Albert erhob ſich, dem Befehle zu gehorchen; im Augenblicke, wo er auf dem Wagentritte ſtand, ſah er, daß nur drei Mann auf dieſer Seite ihm gegenüber ſtanden, und ein böſer Dämon gab ihm den Gedanken ein, zu verſuchen, ſich durch raſchen Angriff dieſer Gegner zu entledigen und ſo durch Kühnheit und Entſchloſſenheit zuletzt doch noch den Sieg zu erfechten. Fühlte ſich Albert doch im Gebrauche der Waffen durch lange Uebung ſicher.
Albert blieb zögernd auf dem Tritte des Wagens ſtehen; er griff hinter ſich, ſich ſeines Jagdmeſſers zu bemächtigen, welches auf dem Kiſſen des Wagens lag.
Aber die Brigantis gehörten jedenfalls zu der gewitzigten Sorte, die ſchon manche Erfahrung gemacht hatte und dadurch vorſichtig geworden war. Sie hatten ein ſcharfes Auge auf Albert und auf
jede ſeiner Bewegungen, die ihnen verdächtig vorkommen mochten.
Wie auf ein Commando warfen ſich ſofort die Brigantis auf den Mann, packten ihn und riſſen ihn von dem Tritte herab.
Albert ſtrengte alle ſeine Kräfte an, ſich der Feinde zu entledi⸗ gen, er rang mit ihnen, konnte aber der Uebermacht nicht widerſtehen.

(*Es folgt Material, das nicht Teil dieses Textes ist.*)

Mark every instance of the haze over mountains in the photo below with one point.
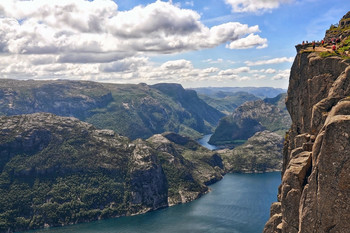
(58, 170)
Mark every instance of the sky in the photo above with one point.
(195, 43)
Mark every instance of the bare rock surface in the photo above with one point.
(315, 189)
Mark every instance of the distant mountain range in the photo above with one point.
(251, 117)
(135, 111)
(260, 92)
(77, 151)
(59, 170)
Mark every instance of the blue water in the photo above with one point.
(239, 203)
(204, 142)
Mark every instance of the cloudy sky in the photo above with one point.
(193, 42)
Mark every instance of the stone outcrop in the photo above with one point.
(315, 191)
(57, 170)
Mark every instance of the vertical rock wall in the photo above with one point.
(314, 195)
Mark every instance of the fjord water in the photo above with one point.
(204, 142)
(239, 203)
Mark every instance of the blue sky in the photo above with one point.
(195, 43)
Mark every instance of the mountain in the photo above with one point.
(252, 117)
(227, 102)
(260, 153)
(135, 111)
(260, 92)
(314, 193)
(57, 170)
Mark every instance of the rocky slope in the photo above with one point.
(315, 191)
(261, 153)
(249, 118)
(135, 111)
(59, 170)
(227, 102)
(260, 92)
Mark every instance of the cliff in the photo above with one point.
(315, 190)
(57, 170)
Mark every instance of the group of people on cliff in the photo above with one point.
(331, 42)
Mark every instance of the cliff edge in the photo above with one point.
(315, 190)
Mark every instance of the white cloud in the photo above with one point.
(254, 5)
(282, 74)
(127, 64)
(270, 61)
(235, 71)
(94, 40)
(177, 65)
(270, 71)
(248, 42)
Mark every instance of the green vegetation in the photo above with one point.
(260, 153)
(135, 111)
(227, 102)
(56, 171)
(252, 117)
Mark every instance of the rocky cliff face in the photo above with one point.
(59, 170)
(135, 111)
(315, 191)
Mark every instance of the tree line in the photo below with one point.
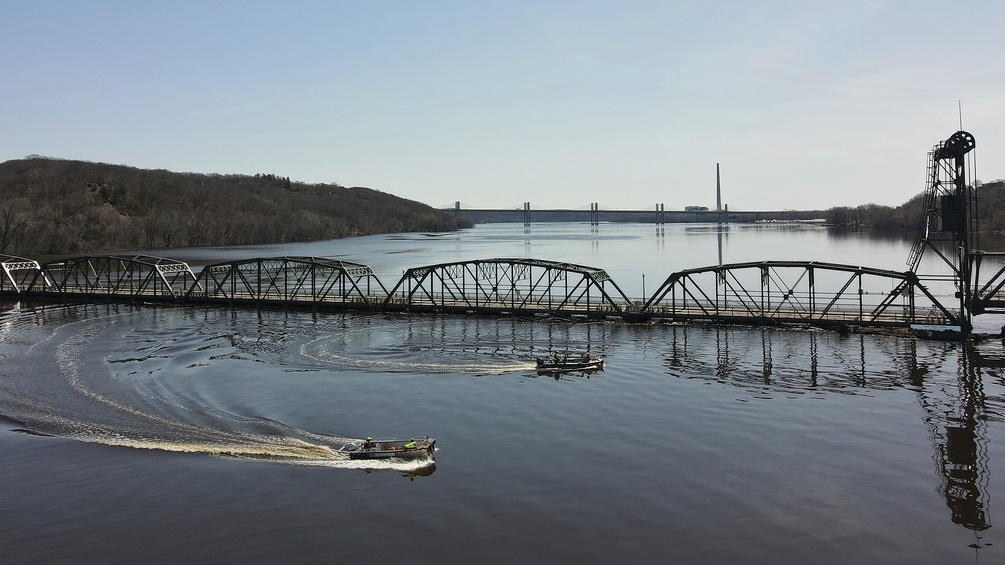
(55, 206)
(908, 216)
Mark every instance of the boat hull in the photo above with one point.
(568, 366)
(393, 449)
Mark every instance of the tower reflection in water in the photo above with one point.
(957, 409)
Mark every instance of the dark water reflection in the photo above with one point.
(695, 444)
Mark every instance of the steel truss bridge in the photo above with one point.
(807, 293)
(510, 286)
(813, 294)
(290, 281)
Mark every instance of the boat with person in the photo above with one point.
(565, 363)
(388, 448)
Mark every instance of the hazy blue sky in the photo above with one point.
(805, 105)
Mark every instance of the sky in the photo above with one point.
(804, 105)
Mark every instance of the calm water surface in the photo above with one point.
(186, 434)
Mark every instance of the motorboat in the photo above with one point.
(391, 448)
(560, 363)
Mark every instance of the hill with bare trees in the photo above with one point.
(55, 206)
(908, 216)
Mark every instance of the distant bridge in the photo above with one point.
(804, 293)
(807, 293)
(658, 215)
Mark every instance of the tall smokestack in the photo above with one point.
(719, 192)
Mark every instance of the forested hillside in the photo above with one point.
(908, 216)
(53, 206)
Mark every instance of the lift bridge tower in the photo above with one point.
(949, 225)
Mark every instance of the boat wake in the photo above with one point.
(94, 377)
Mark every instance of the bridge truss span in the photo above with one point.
(289, 280)
(132, 276)
(510, 285)
(18, 273)
(810, 293)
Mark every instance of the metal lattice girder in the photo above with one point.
(797, 292)
(290, 279)
(18, 272)
(120, 275)
(511, 284)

Karja und Eugenie, vor welche ſich jetzt einer der Banditen
geſtellt und ſie mit dem Tode bedroht hatte, ſo ſie noch irgend einen Widerſtand verſuchen ſollten, ſchrieen angſtvoll auf, baten und jammerten. Die Banditen hatten aber auch ſchon die andere Thüre des Wagens aufgeriſſen und befahlen mit grimmiger Stimme den beiden Damen, auszuſteigen.
In ihrer Angſt verſtanden die Damen aber dieſen Befehl nicht ſogleich, und ungeduldig packten die Brigantis an, ſie herauszuziehen.
Der Diener, welcher auf dem Bocke geſeſſen, war, ohne daß er von ſeinen Waffen hätte Gebrauch machen können, ſchon herab⸗ geriſſen, gleich dem Kutſcher, und lag auf der Erde.
Andere Brigantis hatten gleichzeitig die Stränge der Pferde zerſchnitten.